This is an extract from August 2020 edition of The European Long View, a monthly product focussing on banking system top line data in key regions. It supports our idea generation process as it provides a clear analytical framework to corroborate existing and identify new trends.

  • Banking assets as a % of GDP has risen across Europe.  Whilst the swell in banking assets will initially lead to higher income, the Eurozone bank return on assets should actually fall as this balance sheet growth is due to greater holdings of low yielding sovereign bonds and new loans. The ability to generate inflation and have higher rates in time will depend on the persistence of this rise, which in our view is likely to be transitory as much of the new lending is unproductive (current rather than capital spending).
  • There has been strong Non Financial Corporate loan growth across Europe due to drawdown of credit facilities and government guarantees, particularly in France and Spain.  Who will ultimately bear the loss? It is hard to envisage a situation where losses are only borne by the state and not bank shareholders.
  • Banks in France have seen a collapse in lending rates from c.150bps pre-crisis.  This appears uneconomic for any banking system.
  • In Spain, Portugal and Italy, the most recent data suggests the contribution of non-mortgage household lending to overall growth is now falling, a trend we expected post COVID-19.  If this persists, it is potentially a very significant structural trend reversal for NII in these regions. 
  • Portugal’s collapse in household non-mortgage loan growth – non-mortgage loans have buffered the top line of banks since 2012.

Banking assets as a % of GDP has risen across Europe.

Investment implication: We are as yet unsure of the likely medium-term consequences of this for European banks. The swell in banking assets will initially lead to higher income.

That said, the Eurozone bank return on assets should actually fall as this balance sheet growth is due to greater holdings of low yielding sovereign bonds and new loans (front book rates have declined sharply in many regions).

From a stock performance perspective, the rise in banking assets could also ultimately provide an inflationary impulse and a catalyst for a change in the rate environment. However, our initial reaction is to remain cautious on the sustainability of this prospect. For this to happen:

  1. The banking assets to GDP ratio would have to rise persistently (the move in 2020 might prove to be a transitory impulse);
  2. Many of these new loans are unproductive (current, not capital spending) which implies firms may seek to quickly repay once the economy normalises; and
  3. If the latter does not occur and NPEs rise, the allocation of losses between the state and the banks will most likely become a political issue (despite the presence of guarantees). This may have long-term implications for bank earnings power (and their ability to lend productively). 

Strong NFC loan growth across Europe due to drawdown of credit facilities and government guarantees, particularly in France and Spain.

Investment implication: Whilst immediately beneficial to the top line, the quality of this lending and who will ultimately bear the loss is somewhat unclear. It is hard to envisage a situation where losses are only borne by the state and not bank shareholders. The evolution of this debate is covered in our monthly Insights report.

France: NFC loan rates remain significantly below year-end levels. The banks in France were lending at front book rates of c. 150bps pre-crisis, but this has collapsed. This appears uneconomic for any banking system.

Investment implication: Persistence of this will be negative for the banking business top line of French banks.

The customer spread in Italy is also collapsing. 
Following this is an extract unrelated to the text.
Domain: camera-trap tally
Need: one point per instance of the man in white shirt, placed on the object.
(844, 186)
Spain, Portugal and Italy: Increased importance of non-mortgage household lending.

Investment implication: Non-mortgage lending is cyclical and shorter duration (1-2 years) and this has aided the top line of most banks in these regions since 2012. Most recent data suggests this contribution to overall growth is now falling. We had expected this trend to emerge post COVID-19 as detailed in prior reports. If it persists in the coming months, it is potentially a very significant structural trend reversal for NII in these regions.

Portugal: Collapse in household non-mortgage loan growth.

Investment implication: Loan growth in this area has buffered the top line of Portuguese banks since 2012. A weaker growth rate going forward will be negative for the NII of BCP.